A couple of specific mechanical points -- alerts will get deduped into any open task with the same title in the same project.

  • "Same title" means, as you found, renaming the task will always mean a new task gets generated on the next alert. (That can be good, if you want to repurpose the task for long-running followup work, while still getting a new task when something new comes up.)
  • "Open" means its status -- so e.g. when you moved T412448 into the Done column on the workboard, but didn't set its status to Resolved, it's still considered an open task for this purpose, and the only reason it didn't get reused was its new name. That matters because it might be easy to miss an alert that way -- if you get an SLO alert, fix the bug, slide the task to Done, and two weeks later a new alert shows up on the same task, are you sure you'd notice it?

I think we can customize which fields go into the title, to add the slo field in there as you suggest, but I don't know how exactly -- I see in alertmanager.yml.erb that there's a title urlparam but I can't immediately tell what its format is. @herron, any ideas?

Last thing, the exact format of the alert might change slightly as we shift the implementation from Pyrra to Sloth, but all the above is still basically true in the Sloth world.

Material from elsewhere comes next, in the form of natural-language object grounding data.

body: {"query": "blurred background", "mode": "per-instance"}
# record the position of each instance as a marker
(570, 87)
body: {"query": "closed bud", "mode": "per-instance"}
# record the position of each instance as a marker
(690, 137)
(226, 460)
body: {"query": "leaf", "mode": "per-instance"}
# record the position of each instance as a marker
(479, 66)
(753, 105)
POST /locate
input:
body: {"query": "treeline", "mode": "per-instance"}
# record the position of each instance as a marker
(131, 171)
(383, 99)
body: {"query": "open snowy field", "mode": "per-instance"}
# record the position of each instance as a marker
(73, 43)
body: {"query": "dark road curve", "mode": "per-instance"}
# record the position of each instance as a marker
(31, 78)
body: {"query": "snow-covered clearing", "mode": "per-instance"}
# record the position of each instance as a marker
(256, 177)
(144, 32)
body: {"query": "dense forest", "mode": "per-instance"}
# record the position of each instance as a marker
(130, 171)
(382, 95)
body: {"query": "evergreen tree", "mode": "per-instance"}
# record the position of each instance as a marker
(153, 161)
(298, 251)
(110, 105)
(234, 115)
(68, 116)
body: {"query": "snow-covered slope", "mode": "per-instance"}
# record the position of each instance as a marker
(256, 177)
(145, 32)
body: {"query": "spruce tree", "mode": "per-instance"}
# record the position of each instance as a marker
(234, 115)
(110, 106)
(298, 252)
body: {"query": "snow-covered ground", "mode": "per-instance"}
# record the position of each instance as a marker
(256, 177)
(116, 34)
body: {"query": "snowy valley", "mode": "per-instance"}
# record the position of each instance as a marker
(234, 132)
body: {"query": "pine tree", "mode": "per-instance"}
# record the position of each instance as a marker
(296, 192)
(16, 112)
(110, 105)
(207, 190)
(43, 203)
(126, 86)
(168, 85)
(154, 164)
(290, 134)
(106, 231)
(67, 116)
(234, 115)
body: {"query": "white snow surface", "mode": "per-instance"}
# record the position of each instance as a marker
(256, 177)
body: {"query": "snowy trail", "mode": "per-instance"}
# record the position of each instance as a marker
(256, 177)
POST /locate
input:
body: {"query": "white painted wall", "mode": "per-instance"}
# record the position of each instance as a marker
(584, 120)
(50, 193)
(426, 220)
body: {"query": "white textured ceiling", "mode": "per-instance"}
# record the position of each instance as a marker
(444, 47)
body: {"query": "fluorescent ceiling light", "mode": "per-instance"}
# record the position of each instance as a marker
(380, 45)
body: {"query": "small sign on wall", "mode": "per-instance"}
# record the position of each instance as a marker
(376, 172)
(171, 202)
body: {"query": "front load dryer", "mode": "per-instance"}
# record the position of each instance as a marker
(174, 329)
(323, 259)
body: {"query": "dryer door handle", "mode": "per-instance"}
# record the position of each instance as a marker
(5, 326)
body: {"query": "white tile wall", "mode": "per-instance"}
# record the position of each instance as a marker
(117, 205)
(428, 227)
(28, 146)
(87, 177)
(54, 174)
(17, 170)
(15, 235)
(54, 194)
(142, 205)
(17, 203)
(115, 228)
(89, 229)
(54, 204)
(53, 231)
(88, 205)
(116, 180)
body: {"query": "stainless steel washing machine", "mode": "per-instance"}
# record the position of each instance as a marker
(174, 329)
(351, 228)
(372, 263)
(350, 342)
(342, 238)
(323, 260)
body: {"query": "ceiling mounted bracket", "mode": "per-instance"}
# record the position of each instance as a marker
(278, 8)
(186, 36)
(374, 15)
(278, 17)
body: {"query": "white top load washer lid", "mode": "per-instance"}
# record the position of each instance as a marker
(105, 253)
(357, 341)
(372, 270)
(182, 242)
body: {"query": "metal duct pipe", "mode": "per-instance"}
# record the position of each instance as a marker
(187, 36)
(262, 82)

Thanks again for volunteering to try this all out.

Thanks @RLazarus! @herron thanks in advance for any guidance on the question on task titling from Alertmanager rules.

And, in theory, theory is the same as practice, but in practice, sometimes they're different.

:)

the only reason it didn't get reused was its new name

And the fact that it was in a milestone not the main project: T395942

I think we can customize which fields go into the title, to add the slo field in there as you suggest, but I don't know how exactly -- I see in alertmanager.yml.erb that there's a title urlparam but I can't immediately tell what its format is. @herron, any ideas?

{{ Label }} essentially

SLO alerts have a different set of labels that don't fully map to the default pattern, I've opened T412965: Tune phaultfinder task titles for SLO alerts as a broader task to improve the title formatting on these

Thanks you @Pppery and @herron for the additional context and task filing.

Just a heads up I'm going to attempt silencing the warning until after the holiday break, mainly so that people are getting no more messages than strictly necessary. I'll be OoO after Friday, and back after the holiday break. We're seesawing around the 99.9% SLO so are in okay shape (although higher would be better, of course!). @RLazarus I'll loop you on a related IM where I'm trying to dig just a little more into whether there are perhaps additional diagnostic pieces to consider.